The AfDB report says the pandemic has underscored the importance of healthy eating and a healthy lifestyle. Demand for these products has increased in Indonesia, the Philippines and the PRC.
However, the thematic chapter of the Asian Development Outlook Update 2021 noted that obtaining organic certification and complying with regulations remains âcomplex and costlyâ for farmers.
âOrganic farming was developing in developing countries in Asia before
the pandemic. [However] the report deals with certification and regulatory issues. He is [still] does not know how the Covid-19 pandemic will affect production and
demand for organic products, âTakashi Yamano, senior economist in the AfDB’s Department of Economic Research and Regional Cooperation, told BusinessMirror by email.
Yamano said blockages and mobility restrictions have disrupted supply chains and markets, prompting farmers to switch from perishable crops to other storable crops.

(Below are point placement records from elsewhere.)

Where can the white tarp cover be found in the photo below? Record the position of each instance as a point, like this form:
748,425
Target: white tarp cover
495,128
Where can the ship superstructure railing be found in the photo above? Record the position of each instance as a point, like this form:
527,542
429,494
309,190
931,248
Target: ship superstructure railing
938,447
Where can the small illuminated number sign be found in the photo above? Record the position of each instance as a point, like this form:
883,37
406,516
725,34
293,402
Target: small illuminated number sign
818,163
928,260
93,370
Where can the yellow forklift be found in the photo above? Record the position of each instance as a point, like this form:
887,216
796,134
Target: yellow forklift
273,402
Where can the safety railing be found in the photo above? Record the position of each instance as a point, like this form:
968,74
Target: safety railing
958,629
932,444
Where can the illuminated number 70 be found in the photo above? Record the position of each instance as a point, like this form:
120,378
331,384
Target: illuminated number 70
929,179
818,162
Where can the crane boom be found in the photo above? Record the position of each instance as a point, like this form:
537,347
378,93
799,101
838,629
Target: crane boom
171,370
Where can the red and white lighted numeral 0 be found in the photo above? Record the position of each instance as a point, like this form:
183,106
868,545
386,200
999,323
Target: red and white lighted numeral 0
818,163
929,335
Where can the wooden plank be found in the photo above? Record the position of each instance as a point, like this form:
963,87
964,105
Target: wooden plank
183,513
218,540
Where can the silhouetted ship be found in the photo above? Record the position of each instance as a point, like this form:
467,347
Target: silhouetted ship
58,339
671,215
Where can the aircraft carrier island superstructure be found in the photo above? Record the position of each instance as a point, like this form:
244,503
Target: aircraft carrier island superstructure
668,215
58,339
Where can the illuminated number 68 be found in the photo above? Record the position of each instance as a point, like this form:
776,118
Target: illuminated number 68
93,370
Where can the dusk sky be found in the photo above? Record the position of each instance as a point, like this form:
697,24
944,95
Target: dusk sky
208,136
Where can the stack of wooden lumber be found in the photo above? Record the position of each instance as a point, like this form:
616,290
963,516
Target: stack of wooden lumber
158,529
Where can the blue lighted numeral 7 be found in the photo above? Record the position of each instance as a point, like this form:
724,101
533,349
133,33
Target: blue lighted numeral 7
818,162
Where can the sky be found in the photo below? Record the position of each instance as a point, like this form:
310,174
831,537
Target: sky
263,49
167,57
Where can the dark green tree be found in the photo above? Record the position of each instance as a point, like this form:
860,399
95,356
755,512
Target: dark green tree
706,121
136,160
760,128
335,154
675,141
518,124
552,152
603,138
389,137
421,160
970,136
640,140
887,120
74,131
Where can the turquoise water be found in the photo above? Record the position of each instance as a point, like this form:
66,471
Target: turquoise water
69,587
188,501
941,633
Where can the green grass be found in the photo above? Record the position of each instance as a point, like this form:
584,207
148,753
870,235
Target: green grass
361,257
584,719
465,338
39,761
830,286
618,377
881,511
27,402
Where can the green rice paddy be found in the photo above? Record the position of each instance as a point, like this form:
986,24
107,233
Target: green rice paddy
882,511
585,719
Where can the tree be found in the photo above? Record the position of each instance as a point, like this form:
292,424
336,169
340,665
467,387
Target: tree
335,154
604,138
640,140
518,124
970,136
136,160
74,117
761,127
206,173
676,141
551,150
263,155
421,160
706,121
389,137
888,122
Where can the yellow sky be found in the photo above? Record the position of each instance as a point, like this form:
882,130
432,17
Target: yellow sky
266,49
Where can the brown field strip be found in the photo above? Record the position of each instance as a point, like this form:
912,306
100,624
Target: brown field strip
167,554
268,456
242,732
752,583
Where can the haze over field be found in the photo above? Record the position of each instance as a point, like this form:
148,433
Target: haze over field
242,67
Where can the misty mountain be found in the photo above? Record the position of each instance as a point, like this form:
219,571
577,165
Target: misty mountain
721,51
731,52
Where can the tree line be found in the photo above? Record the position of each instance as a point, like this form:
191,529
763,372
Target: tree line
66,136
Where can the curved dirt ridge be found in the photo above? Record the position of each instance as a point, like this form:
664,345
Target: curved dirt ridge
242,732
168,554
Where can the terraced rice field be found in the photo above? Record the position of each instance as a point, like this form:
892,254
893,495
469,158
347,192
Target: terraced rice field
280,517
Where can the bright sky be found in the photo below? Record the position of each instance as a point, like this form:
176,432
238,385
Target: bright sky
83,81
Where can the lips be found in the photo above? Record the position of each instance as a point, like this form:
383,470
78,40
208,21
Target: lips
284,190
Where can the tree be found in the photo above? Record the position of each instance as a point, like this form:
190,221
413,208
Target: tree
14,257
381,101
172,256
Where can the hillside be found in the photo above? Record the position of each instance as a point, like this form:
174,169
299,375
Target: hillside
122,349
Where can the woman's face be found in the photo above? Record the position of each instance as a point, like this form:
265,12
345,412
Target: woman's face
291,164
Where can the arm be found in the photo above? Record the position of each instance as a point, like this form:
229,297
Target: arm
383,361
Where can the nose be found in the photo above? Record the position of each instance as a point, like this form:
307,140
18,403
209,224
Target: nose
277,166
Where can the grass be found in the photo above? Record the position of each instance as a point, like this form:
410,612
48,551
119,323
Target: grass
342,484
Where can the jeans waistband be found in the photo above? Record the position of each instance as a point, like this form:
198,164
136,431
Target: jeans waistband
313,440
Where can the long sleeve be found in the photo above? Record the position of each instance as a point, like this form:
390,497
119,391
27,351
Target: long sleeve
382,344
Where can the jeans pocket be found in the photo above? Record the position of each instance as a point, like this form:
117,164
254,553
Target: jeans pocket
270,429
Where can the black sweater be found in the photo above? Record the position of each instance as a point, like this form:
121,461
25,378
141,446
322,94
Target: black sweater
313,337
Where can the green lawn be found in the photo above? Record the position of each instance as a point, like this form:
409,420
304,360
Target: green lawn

He said this has led to an increase in the prices of organic products. However, Yamano said, demand has continued to increase in places like the United States and Asian cities.
âThese developments on both the supply and demand sides suggest
possibility that the pandemic could mark a âturning pointâ for the industry, âadded Yamano, while acknowledging thatâ the evidence so far is anecdotal and deserves further study â.
Organic certification, notes the AfDB report, requires annual inspections and monitoring which are often difficult and expensive.
Obtaining international certification is even more expensive, making it unprofitable for small and marginal farmers.
Citing data from the Food and Agriculture Organization of the United Nations (FAO), the AfDB said only 54 percent of organic farmland in developing Asia has been certified.
In addition, other studies estimated that by 2020, only 72 economies in the world had fully implemented organic regulations, and only 10 of these were located in Asia.
âThe lack of support in terms of distribution and marketing systems for organic products makes it even more difficult for farmers to meet certification requirements and standards,â the report also states.
The AfDB said daily energy consumption per capita in the region is expected to increase from 2,612 kilocalories in 2012 to 2,844 by 2030.
Food demand in Asia has shifted from basic commodities to more resource-intensive animal products. Asians are also the largest per capita consumers of fish in the world.
With this, AfDB said, Asia’s agricultural sector must be productive enough to meet these increases and changes in demand.